Métro, boulot, gros travaux!

Le champ d’action d’un arpenteur-géomètre est vaste, vraiment vaste. Il peut même s’étendre jusqu’aux profondeurs de la terre. Francis Scully raconte son intervention dans le prolongement du métro vers Laval...

« C’est un projet d’envergure dont les travaux se prolongent sur 5,2 km selon un type de construction par lots et des techniques d’ingénierie requérant plusieurs groupes d’entrepreneurs, explique Francis Scully. Donc, à un endroit, on pouvait faire du bétonnage et à un autre, l’excavation du tunnel. Au moment de rejoindre deux sections de tunnel, il faut arriver à la bonne place physiquement. L’expertise de l’arpenteur-géomètre devient nécessaire dans cette planification. »

Entre le foncier et le scientifique

Concrètement, l’arpenteur-géomètre doit établir un cadre commun de références géodésiques. Un défi de faire valoir cette expertise auprès des ingénieurs qui comprennent parfois mal les conséquences associées à une mauvaise référence. Sur papier, tout paraît droit, encore plus sur les plans numériques. Mais il en va autrement dans la réalité. En effet, le réseau de repères géodésiques déjà existant au Québec se base sur une concordance précise à quelques centimètres près. Or, un prolongement de métro dicte une extrême précision de l’ordre de quelques millimètres.

« On a construit un système de repères géodésiques sur l’ensemble du site, indique M. Scully. Les entrepreneurs s’y sont appuyés comme cadre de référence pour leurs travaux afin de déterminer les points de rattachement. Deux ans avant le début du chantier, on faisait déjà des relevés pour asseoir la géodésie et s’assurer que tous ont le même point de départ et d’arrivée. »

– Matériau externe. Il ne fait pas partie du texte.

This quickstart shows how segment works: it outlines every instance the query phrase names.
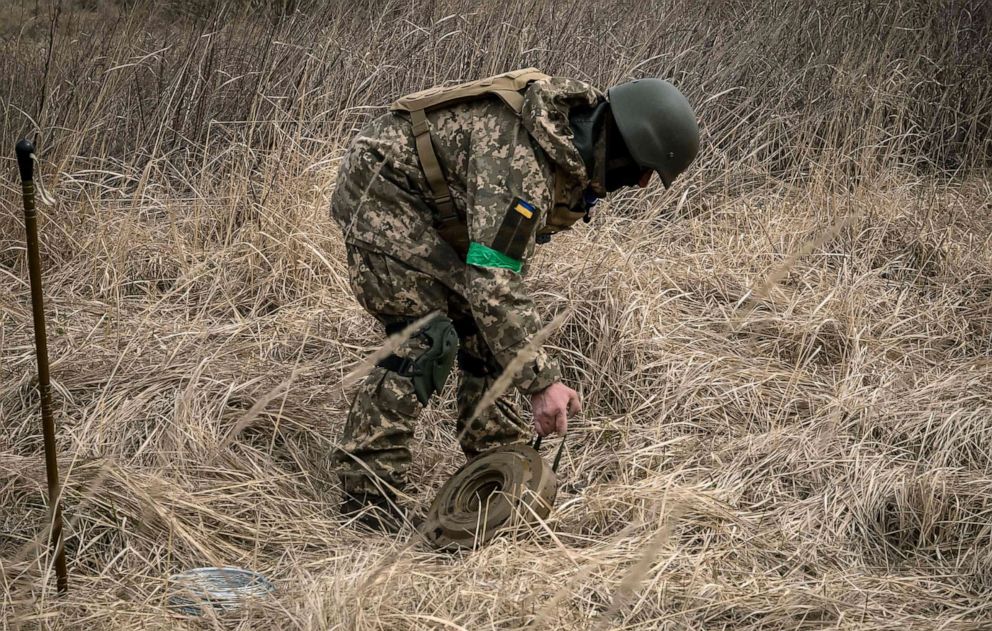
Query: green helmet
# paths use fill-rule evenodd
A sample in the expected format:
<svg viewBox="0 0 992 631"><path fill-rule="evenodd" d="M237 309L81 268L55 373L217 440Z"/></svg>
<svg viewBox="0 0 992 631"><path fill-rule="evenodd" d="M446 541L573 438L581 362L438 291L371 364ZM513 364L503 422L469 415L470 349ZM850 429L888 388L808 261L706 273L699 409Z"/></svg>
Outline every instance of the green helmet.
<svg viewBox="0 0 992 631"><path fill-rule="evenodd" d="M637 79L607 91L613 119L631 157L658 172L665 188L699 153L699 126L689 101L661 79Z"/></svg>

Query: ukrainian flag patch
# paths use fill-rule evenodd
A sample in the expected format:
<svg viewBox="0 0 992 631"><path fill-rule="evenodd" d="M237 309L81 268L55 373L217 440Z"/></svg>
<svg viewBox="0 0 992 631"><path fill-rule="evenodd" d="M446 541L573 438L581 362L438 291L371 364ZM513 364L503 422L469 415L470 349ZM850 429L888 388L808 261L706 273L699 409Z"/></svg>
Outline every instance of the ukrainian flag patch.
<svg viewBox="0 0 992 631"><path fill-rule="evenodd" d="M523 215L524 216L524 219L533 219L534 218L534 210L535 210L535 208L533 206L531 206L530 204L528 204L527 202L525 202L522 199L518 199L518 200L516 200L516 202L517 203L513 207L513 210L515 210L518 213L520 213L521 215Z"/></svg>
<svg viewBox="0 0 992 631"><path fill-rule="evenodd" d="M491 249L501 252L511 259L520 260L527 251L537 217L540 212L530 202L514 197L506 209L503 223L496 231Z"/></svg>

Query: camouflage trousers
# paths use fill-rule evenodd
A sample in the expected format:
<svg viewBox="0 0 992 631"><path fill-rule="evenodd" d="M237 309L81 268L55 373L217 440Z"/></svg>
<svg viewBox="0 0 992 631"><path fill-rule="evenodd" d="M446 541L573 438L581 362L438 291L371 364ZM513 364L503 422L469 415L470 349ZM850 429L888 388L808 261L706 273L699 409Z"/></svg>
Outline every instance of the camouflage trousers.
<svg viewBox="0 0 992 631"><path fill-rule="evenodd" d="M432 312L445 313L455 323L459 338L455 431L466 457L526 440L524 421L505 399L468 421L502 369L479 334L465 299L395 258L351 244L347 248L352 290L362 307L384 325ZM425 350L427 342L413 336L395 354L414 358ZM411 463L410 443L422 410L409 377L382 367L368 374L352 400L335 455L346 493L382 495L390 487L403 489Z"/></svg>

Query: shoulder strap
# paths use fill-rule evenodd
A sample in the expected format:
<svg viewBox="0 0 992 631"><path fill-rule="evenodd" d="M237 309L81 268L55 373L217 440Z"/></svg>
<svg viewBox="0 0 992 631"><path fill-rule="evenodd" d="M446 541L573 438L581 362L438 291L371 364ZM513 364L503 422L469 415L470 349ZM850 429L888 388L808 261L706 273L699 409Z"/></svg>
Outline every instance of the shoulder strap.
<svg viewBox="0 0 992 631"><path fill-rule="evenodd" d="M434 151L427 112L485 95L493 95L499 97L519 116L523 109L524 88L532 81L548 78L548 75L536 68L524 68L487 79L416 92L394 101L389 106L391 111L410 113L420 168L423 169L424 177L431 187L431 197L438 211L438 233L462 258L468 252L468 226L458 215L454 201L451 199L451 190L448 188L447 180L444 179L441 162L437 159L437 153Z"/></svg>

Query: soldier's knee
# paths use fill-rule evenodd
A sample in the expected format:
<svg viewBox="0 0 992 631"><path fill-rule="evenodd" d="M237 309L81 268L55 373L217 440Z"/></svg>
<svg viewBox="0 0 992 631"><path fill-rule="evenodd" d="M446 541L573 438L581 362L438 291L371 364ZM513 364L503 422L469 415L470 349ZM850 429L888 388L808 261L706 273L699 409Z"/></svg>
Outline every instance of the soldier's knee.
<svg viewBox="0 0 992 631"><path fill-rule="evenodd" d="M416 335L427 344L426 350L410 358L390 355L379 366L413 382L413 390L421 405L427 405L434 394L440 394L451 374L458 353L458 333L447 316L438 315Z"/></svg>

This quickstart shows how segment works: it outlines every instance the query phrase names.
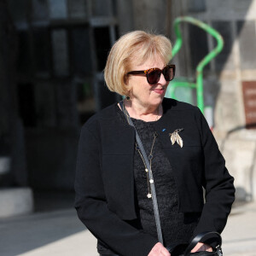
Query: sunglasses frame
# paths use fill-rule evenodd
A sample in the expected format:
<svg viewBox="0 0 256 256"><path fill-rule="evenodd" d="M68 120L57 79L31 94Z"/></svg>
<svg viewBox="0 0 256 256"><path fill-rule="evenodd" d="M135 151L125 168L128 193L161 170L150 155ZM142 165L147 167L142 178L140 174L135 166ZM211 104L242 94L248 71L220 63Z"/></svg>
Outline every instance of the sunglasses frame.
<svg viewBox="0 0 256 256"><path fill-rule="evenodd" d="M173 76L172 76L172 79L171 80L166 80L166 77L165 77L165 74L164 74L164 73L163 73L164 70L165 70L166 67L170 67L170 68L172 69ZM170 81L172 81L172 80L174 79L174 77L175 77L175 67L175 67L174 64L168 64L168 65L166 65L163 69L160 69L160 68L158 68L158 67L153 67L153 68L148 68L148 69L146 69L146 70L130 71L130 72L128 72L128 73L126 73L126 75L130 75L130 74L134 74L134 75L137 75L137 74L145 74L146 77L147 77L147 81L148 81L148 83L149 84L155 84L156 83L159 82L160 76L159 77L159 79L158 79L158 81L157 81L156 83L154 83L154 84L149 83L149 81L148 81L148 79L148 79L148 74L149 74L152 71L154 71L154 70L159 70L159 71L160 71L160 73L162 73L162 74L164 75L165 79L166 79L166 81L170 82Z"/></svg>

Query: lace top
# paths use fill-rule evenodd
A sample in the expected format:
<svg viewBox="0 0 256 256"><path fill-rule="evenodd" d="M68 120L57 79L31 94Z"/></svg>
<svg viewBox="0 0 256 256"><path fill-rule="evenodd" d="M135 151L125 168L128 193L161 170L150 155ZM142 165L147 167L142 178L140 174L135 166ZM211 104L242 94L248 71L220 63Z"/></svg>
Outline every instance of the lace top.
<svg viewBox="0 0 256 256"><path fill-rule="evenodd" d="M118 113L123 121L127 119L118 108ZM154 133L154 122L145 122L131 119L140 136L147 155L151 150ZM128 125L128 123L127 123ZM159 212L166 247L174 247L177 244L188 243L192 237L198 220L198 213L178 212L177 190L172 163L166 156L161 143L156 137L153 148L152 172L158 201ZM137 150L134 150L134 178L137 199L138 214L142 228L147 233L157 237L152 199L147 197L147 173L143 160Z"/></svg>

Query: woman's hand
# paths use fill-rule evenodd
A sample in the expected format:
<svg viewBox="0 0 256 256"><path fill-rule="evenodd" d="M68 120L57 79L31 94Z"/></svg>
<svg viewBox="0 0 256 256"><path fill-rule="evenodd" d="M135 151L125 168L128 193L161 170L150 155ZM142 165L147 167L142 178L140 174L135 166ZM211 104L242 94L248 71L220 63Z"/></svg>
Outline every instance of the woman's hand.
<svg viewBox="0 0 256 256"><path fill-rule="evenodd" d="M171 256L171 254L160 242L158 242L154 245L148 256Z"/></svg>
<svg viewBox="0 0 256 256"><path fill-rule="evenodd" d="M198 242L196 246L193 248L193 250L191 250L191 253L202 252L202 251L212 252L212 248L207 244Z"/></svg>

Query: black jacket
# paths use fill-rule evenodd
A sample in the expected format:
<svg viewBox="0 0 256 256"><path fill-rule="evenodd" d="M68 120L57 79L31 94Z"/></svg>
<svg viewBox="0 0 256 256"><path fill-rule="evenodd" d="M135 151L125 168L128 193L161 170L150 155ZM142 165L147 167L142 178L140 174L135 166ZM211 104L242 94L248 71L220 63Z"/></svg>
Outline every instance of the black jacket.
<svg viewBox="0 0 256 256"><path fill-rule="evenodd" d="M221 232L234 201L235 188L212 133L196 107L165 98L163 109L163 116L154 125L173 170L179 212L201 212L195 235ZM157 240L131 224L137 218L133 177L135 131L118 118L116 111L116 106L111 105L82 128L75 207L85 226L113 252L146 256ZM179 133L183 148L172 145L169 136L179 128L183 128Z"/></svg>

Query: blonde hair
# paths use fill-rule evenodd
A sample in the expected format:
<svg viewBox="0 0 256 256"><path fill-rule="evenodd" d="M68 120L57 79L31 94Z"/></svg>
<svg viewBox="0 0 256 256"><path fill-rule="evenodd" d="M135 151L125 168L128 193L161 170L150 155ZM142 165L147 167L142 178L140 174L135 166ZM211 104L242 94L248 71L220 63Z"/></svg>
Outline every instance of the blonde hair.
<svg viewBox="0 0 256 256"><path fill-rule="evenodd" d="M128 96L125 75L135 61L141 65L160 56L166 64L172 58L172 44L163 35L134 31L122 36L112 47L104 69L108 88L119 95Z"/></svg>

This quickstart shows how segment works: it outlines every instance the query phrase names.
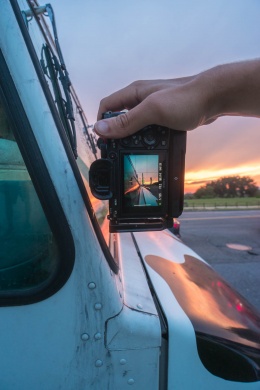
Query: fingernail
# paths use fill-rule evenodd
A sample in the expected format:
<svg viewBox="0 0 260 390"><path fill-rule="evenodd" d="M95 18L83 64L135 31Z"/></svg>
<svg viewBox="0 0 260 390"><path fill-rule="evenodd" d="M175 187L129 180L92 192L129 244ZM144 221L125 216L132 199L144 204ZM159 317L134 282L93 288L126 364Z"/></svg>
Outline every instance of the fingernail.
<svg viewBox="0 0 260 390"><path fill-rule="evenodd" d="M107 135L109 133L109 126L106 121L98 121L95 123L94 130L98 134Z"/></svg>

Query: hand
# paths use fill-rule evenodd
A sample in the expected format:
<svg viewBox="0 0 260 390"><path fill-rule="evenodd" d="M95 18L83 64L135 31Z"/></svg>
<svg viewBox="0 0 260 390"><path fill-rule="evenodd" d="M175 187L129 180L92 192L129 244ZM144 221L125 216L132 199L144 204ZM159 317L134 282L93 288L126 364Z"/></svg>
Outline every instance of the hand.
<svg viewBox="0 0 260 390"><path fill-rule="evenodd" d="M100 120L95 131L105 138L123 138L149 124L175 130L191 130L205 124L205 94L197 84L196 76L136 81L101 101L99 120L106 111L129 111Z"/></svg>
<svg viewBox="0 0 260 390"><path fill-rule="evenodd" d="M123 138L156 124L192 130L223 115L260 116L260 60L220 65L172 80L136 81L104 98L94 130ZM101 120L106 111L129 110Z"/></svg>

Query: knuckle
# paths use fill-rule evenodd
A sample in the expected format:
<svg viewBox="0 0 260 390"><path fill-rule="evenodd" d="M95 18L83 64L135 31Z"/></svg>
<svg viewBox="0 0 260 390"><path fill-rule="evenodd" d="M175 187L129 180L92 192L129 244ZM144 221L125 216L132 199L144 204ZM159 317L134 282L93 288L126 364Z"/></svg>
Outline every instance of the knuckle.
<svg viewBox="0 0 260 390"><path fill-rule="evenodd" d="M129 116L127 113L118 115L116 117L116 124L119 127L119 129L124 130L130 125Z"/></svg>

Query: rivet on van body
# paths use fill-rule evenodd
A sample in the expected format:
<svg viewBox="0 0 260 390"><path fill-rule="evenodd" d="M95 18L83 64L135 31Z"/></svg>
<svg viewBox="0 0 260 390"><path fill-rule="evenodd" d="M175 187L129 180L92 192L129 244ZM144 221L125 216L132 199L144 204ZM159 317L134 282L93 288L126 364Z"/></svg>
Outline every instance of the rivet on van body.
<svg viewBox="0 0 260 390"><path fill-rule="evenodd" d="M89 335L87 333L82 333L81 340L88 341L89 340Z"/></svg>

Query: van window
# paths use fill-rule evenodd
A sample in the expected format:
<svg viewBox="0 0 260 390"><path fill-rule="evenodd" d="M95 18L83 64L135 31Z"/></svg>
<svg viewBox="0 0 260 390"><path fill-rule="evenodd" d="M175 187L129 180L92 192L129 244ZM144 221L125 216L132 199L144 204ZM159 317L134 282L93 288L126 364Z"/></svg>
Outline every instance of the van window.
<svg viewBox="0 0 260 390"><path fill-rule="evenodd" d="M0 99L0 297L50 281L57 246Z"/></svg>

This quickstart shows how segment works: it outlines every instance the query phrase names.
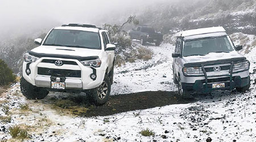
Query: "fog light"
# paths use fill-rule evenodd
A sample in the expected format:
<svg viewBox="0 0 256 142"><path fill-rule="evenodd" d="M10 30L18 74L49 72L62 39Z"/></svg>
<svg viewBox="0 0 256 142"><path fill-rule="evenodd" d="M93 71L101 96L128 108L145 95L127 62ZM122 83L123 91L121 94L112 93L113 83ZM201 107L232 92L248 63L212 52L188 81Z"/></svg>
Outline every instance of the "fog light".
<svg viewBox="0 0 256 142"><path fill-rule="evenodd" d="M97 77L96 74L90 74L90 78L92 78L93 80L96 80L96 77Z"/></svg>
<svg viewBox="0 0 256 142"><path fill-rule="evenodd" d="M27 69L26 70L26 73L27 73L27 75L30 74L31 72L30 72L30 69Z"/></svg>

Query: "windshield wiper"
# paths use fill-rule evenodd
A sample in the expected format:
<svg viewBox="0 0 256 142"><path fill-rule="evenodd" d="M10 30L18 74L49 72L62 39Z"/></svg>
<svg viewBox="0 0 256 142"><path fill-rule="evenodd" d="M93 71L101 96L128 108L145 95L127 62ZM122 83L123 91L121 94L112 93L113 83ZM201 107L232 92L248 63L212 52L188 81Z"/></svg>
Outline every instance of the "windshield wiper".
<svg viewBox="0 0 256 142"><path fill-rule="evenodd" d="M202 55L202 54L193 54L193 55L189 55L187 56L205 56L205 55ZM186 57L187 57L186 56Z"/></svg>
<svg viewBox="0 0 256 142"><path fill-rule="evenodd" d="M61 44L43 44L43 45L47 45L47 46L57 46L57 47L66 47L64 45Z"/></svg>
<svg viewBox="0 0 256 142"><path fill-rule="evenodd" d="M88 47L84 47L84 46L80 46L80 45L66 45L66 47L77 47L77 48L88 48Z"/></svg>
<svg viewBox="0 0 256 142"><path fill-rule="evenodd" d="M228 52L228 51L215 51L215 52L209 52L209 53L208 53L208 54L209 53L212 53L212 52L213 52L213 53L222 53L222 52L229 53L230 52Z"/></svg>

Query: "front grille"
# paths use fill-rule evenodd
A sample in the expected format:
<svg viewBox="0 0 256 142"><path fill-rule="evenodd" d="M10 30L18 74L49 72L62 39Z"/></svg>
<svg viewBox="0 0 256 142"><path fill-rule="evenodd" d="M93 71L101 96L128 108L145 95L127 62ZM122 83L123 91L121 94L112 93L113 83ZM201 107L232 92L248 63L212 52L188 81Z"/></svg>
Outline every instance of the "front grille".
<svg viewBox="0 0 256 142"><path fill-rule="evenodd" d="M56 69L39 67L38 74L56 77L81 78L81 70L80 70Z"/></svg>
<svg viewBox="0 0 256 142"><path fill-rule="evenodd" d="M233 77L233 79L234 77ZM214 82L225 82L230 80L229 77L222 77L213 79L208 79L207 82L208 83L214 83ZM205 80L202 80L203 83L205 83Z"/></svg>
<svg viewBox="0 0 256 142"><path fill-rule="evenodd" d="M229 70L230 69L230 65L224 65L224 66L220 66L221 68L221 70L220 71L228 70ZM210 67L210 68L205 67L205 72L207 73L214 72L213 67Z"/></svg>
<svg viewBox="0 0 256 142"><path fill-rule="evenodd" d="M42 61L42 62L47 62L47 63L51 63L55 64L55 61L57 60L51 60L51 59L44 59ZM77 65L77 63L75 61L62 61L63 65Z"/></svg>

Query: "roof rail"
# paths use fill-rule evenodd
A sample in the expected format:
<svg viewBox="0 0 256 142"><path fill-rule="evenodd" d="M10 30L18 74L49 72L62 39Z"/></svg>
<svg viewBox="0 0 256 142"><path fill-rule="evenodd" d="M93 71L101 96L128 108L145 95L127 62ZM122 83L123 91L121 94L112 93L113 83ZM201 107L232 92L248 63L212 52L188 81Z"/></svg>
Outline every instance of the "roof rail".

Dans ce genre de projet interdisciplinaire, l’arpenteur-géomètre met à profit sa dualité, soit les aspects scientifique et foncier de sa pratique. Car l’une des premières questions consiste à établir les droits de propriété pour savoir où construire. Contrairement à la grande majorité des tunnels de métro qui passent sous des emprises publiques — des rues —, le métro de Laval dessinait une grande courbe sous quelque 250 propriétés privées. D’où la nécessité d’établir des servitudes pour documenter la profondeur exacte, les dimensions du tunnel et les restrictions qui y sont liées.

L’arpenteur-géomètre doit également relever la position précise de chaque infrastructure urbaine, en surface ou souterraine, qui se trouve dans le secteur du chantier. Du reste, il fallait prévoir des servitudes temporaires de construction pour les vibrations et les dommages éventuels causés par le dynamitage et les travaux. En somme, même si l’intervention de l’arpenteur-géomètre se réalise plus en coulisse, elle demeure à l’avant-plan pour la réussite du projet.